According to the Science History Institute, K&M discovered that local railroads could be used to deliver asbestos from Canadian mines for use in more than 3,000 products.
Nicolet Keasbey Mattison got rich making asbestos-laden shingles and floor tiles and spread the wealth to the community through job opportunities. Ultimately, this same community paid the price with their health and environment, suffering from the long-term effects of asbestos exposure.
Harmful Products and Health Consequences
Although it was not known in the 1800s that asbestos exposure would lead to ailments like mesothelioma cancer, the medical community began understanding the links to asbestosis and lung cancer by the 1940s. It was not until the 1970s that the Environmental Protection Agency began imposing stricter safety regulations for workers exposed to asbestos-laden products at their jobs.
These safety precautions were still inadequate, but even these precautions were not implemented at many workplaces. Employees, in general, were completely unaware of the risks. By the 1990s, deaths from mesothelioma and other cancers were common for people who had spent decades working at places like Nicolet Keasbey Mattison.
K&M made and sold asbestos-laden products through the 1980s until the company ultimately went bankrupt in 1987 over asbestos litigation.
Harm to the Environment
K&M’s damage didn’t stop with making thousands of employees ill with asbestosis. By the 1970s, the EPA was investigating the Ambler site for damaging public health due to environmental contamination. Samples taken from the site by the early 1980s proved that asbestos contamination there was so dangerous that the air, water, and soil in the area could kill people.
The area was used as a dumping ground for asbestos-laden cement, auto-parts, lab tabletops, and a myriad of other materials that contributed to making the area a priority for cleanup by federal agencies.

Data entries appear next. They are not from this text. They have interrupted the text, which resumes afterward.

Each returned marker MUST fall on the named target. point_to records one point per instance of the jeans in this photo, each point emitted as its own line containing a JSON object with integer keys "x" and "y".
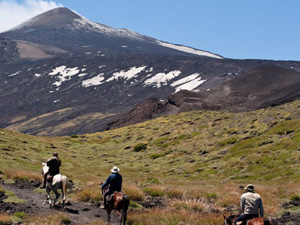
{"x": 245, "y": 217}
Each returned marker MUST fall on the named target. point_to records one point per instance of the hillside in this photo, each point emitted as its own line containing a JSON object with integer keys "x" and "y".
{"x": 63, "y": 74}
{"x": 196, "y": 160}
{"x": 261, "y": 87}
{"x": 192, "y": 144}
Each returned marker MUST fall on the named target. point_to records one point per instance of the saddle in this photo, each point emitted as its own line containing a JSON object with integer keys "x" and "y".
{"x": 110, "y": 197}
{"x": 49, "y": 178}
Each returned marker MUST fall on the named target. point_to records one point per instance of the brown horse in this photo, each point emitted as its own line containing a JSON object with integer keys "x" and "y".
{"x": 255, "y": 221}
{"x": 118, "y": 202}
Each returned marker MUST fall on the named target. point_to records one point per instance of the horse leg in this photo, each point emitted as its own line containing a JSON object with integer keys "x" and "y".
{"x": 108, "y": 217}
{"x": 49, "y": 196}
{"x": 123, "y": 216}
{"x": 56, "y": 196}
{"x": 64, "y": 191}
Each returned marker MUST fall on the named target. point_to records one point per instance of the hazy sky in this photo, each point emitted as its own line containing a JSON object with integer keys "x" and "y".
{"x": 240, "y": 29}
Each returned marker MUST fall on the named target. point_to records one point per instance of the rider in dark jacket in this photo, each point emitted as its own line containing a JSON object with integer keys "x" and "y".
{"x": 113, "y": 182}
{"x": 53, "y": 163}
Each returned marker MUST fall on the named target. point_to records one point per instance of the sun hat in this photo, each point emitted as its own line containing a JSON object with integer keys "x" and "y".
{"x": 115, "y": 169}
{"x": 249, "y": 187}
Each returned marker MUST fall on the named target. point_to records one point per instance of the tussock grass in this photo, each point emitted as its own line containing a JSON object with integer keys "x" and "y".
{"x": 90, "y": 193}
{"x": 173, "y": 217}
{"x": 134, "y": 192}
{"x": 176, "y": 193}
{"x": 154, "y": 190}
{"x": 54, "y": 219}
{"x": 193, "y": 156}
{"x": 23, "y": 175}
{"x": 6, "y": 219}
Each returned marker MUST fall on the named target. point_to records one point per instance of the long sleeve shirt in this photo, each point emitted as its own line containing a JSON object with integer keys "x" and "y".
{"x": 114, "y": 181}
{"x": 251, "y": 203}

Lawsuits and an Asbestos Trust
Harm to workers didn’t end when K&M ceased its factory operations. Contractors and consumers continued to be exposed through products already in existence, everything from pipes to gaskets. Because K&M’s carcinogenic materials were used in so many industries, from home building to car parts, the potential for exposure was widespread and continues to be.
Anyone working in remodeling or mechanic or construction work on autos or homes made prior to 1990 is likely to have come into contact with these asbestosis-inducing products. Lawsuits against the company ensued for many years. Nicolet Keasbey Mattison eventually was incorporated by Armstrong World Industries, and in 2006, the Armstrong World Industries Asbestos Personal Injury Settlement Trust was established to cover future claims.

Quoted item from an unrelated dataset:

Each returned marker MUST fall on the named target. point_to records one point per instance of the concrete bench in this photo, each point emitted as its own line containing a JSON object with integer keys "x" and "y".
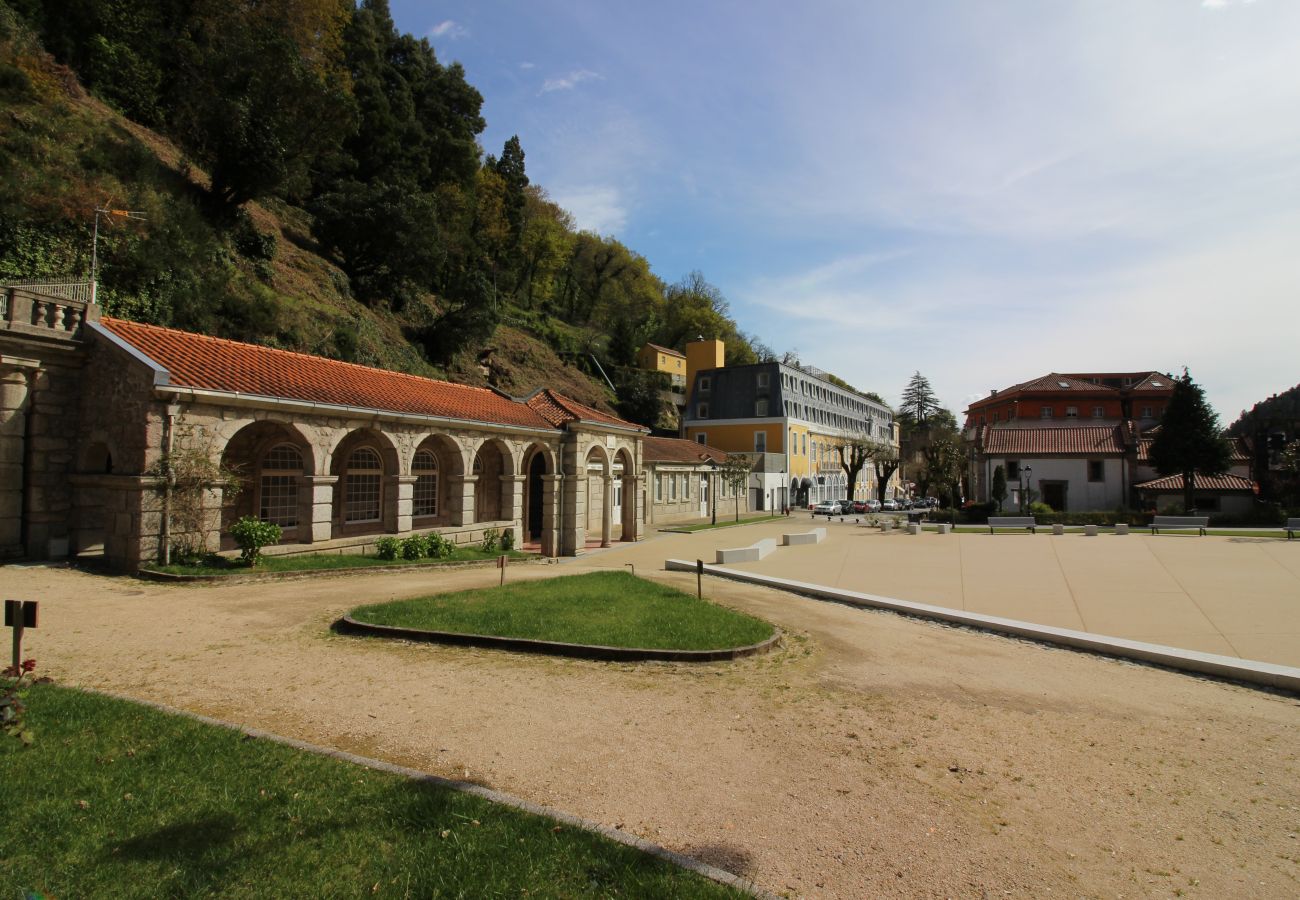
{"x": 752, "y": 553}
{"x": 814, "y": 536}
{"x": 1179, "y": 523}
{"x": 1012, "y": 522}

Such claims have been filed by workers and their family members. Inhaling and ingesting asbestos can cause asbestos-related disease decades after exposure. Family members are sometimes also affected due to the risks of secondhand exposure that occurs when workers come home wearing the dust and fibers they were covered with all day. In many instances, wives who washed their husbands’ uniforms in the 1970s have been diagnosed with mesothelioma twenty or more years later.